You say Moz & Xenu are receiving the 403. I assume that it loads properly from a browser.

I'd start looking at the .htaccess . Any odd deny statements in there? It could be that an IP range or user agent is blocked. Some people like to block common crawlers (Not calling Roger names there). Check the robots.txt whilst you are there, although that shouldn't return a 403 really.

matbennett

Depending on how it is done, then yes. The specifics are a bit dependent on where the client is based and where the trademark of the brand is registered. However everywhere has some form of trademark protection and something a passing off law.

matbennett

It might be helpful to think more in terms of what a link actually offers rather than what format it takes. If there is a website that people use to find organisations like yours then it makes sense to be there whether that website is in directory format, blog format or any other format. If a website has no apparent value in itself move on.
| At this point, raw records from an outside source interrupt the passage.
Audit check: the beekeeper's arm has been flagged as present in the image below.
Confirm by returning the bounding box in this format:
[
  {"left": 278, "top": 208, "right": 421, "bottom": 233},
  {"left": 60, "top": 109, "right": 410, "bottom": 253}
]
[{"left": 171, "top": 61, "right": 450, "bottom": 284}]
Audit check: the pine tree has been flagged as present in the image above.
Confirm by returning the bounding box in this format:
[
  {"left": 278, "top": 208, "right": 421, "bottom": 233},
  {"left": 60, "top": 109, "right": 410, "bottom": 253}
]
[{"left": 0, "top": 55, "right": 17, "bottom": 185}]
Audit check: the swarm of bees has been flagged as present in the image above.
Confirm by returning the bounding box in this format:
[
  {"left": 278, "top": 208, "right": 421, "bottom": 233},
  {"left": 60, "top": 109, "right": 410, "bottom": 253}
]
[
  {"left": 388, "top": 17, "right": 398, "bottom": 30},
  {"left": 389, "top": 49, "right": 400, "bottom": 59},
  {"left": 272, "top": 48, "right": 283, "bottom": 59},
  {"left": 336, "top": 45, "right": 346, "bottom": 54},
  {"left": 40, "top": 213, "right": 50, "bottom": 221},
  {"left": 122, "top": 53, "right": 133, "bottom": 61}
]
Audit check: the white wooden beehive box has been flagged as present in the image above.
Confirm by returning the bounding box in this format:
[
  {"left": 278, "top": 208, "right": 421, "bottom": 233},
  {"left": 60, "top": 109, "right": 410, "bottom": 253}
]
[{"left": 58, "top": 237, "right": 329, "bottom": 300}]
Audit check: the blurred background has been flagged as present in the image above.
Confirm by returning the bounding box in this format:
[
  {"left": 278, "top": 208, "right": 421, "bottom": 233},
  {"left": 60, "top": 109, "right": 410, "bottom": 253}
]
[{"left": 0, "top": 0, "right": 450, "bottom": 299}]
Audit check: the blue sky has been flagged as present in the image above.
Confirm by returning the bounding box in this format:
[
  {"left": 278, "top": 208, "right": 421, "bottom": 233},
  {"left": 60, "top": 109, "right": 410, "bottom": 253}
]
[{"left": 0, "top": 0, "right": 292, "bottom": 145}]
The problems with directories really came about from two issues:

1. Directories that only existed in order to link to websites.
There are still thousands of sites with names like seolinksbymat.com that quite clearly are only ever used to get links. Why should being listed there demonstrate any authority/validation for a site?

2. People went a bit mad for it
People love shortcuts. When presented with the opportunity to either work hard to get valid links or just submit them to directories lots of people did the latter. Before long services appeared that submitted your site to thousands of them, which i turn caused more directories to be created. Big old mess and Google got bored of it.

Avoid those two things and actually there is nothing wrong with a link from a website that happens to be in directory format. If those links are just a small part of a bigger picture and come from sites that have inherent value then you shouldn't be scared of them.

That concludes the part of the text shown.